Money gave the Premier League power. Multi-club ownership has secured it
Clubs are increasingly part of a wider network of shared owners.
The rise of multi-club ownership and how it has helped English teams to consolidate their dominant position in world football.
At the end of the 2012-13 season, clubs in the English Football League sought to put an end to a loophole seen as a threat to competition.
After Watford were taken over by the Pozzo family in 2012, the club signed 10 players from Udinese, another club they owned. Watford reached the Championship play-off final that season, losing to Crystal Palace.
At around the same time, Chelsea were busy sending youngsters to Vitesse Arnhem to get game time, loaning out a total of 29 players over the course of Roman Abramovich’s ownership. Reports have since shown that the Russian oligarch was funding the Dutch club.
By voting to limit the number of loanees which could be included in a matchday squad, clubs in English football mistakenly thought they had fixed a problem which then did not have a name.

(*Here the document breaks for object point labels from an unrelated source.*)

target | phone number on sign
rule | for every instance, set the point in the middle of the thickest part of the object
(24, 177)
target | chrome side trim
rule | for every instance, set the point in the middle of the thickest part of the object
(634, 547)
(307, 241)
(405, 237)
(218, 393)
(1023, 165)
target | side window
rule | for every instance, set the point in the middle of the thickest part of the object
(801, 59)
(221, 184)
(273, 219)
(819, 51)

Eleven years later, multi-club ownership is everywhere in global football. And, as the International Centre for Sports Studies (CIES) shows, English football’s top sides are leading the way.
A report published this month shows that 14 clubs in the Premier League are part of a multi-club ownership structure – more than any other league in Europe.
The EFL Championship has nine teams in multi-club ownership groups, bucking a continent-wide 29 per cent decline in investments in such groups, the CIES said.
Not all of these groups acquire clubs for the purposes of swapping players. In the case of Red Bull, for example, spreading the brand across Germany, Austria and Brazil can boost sales for an energy drink.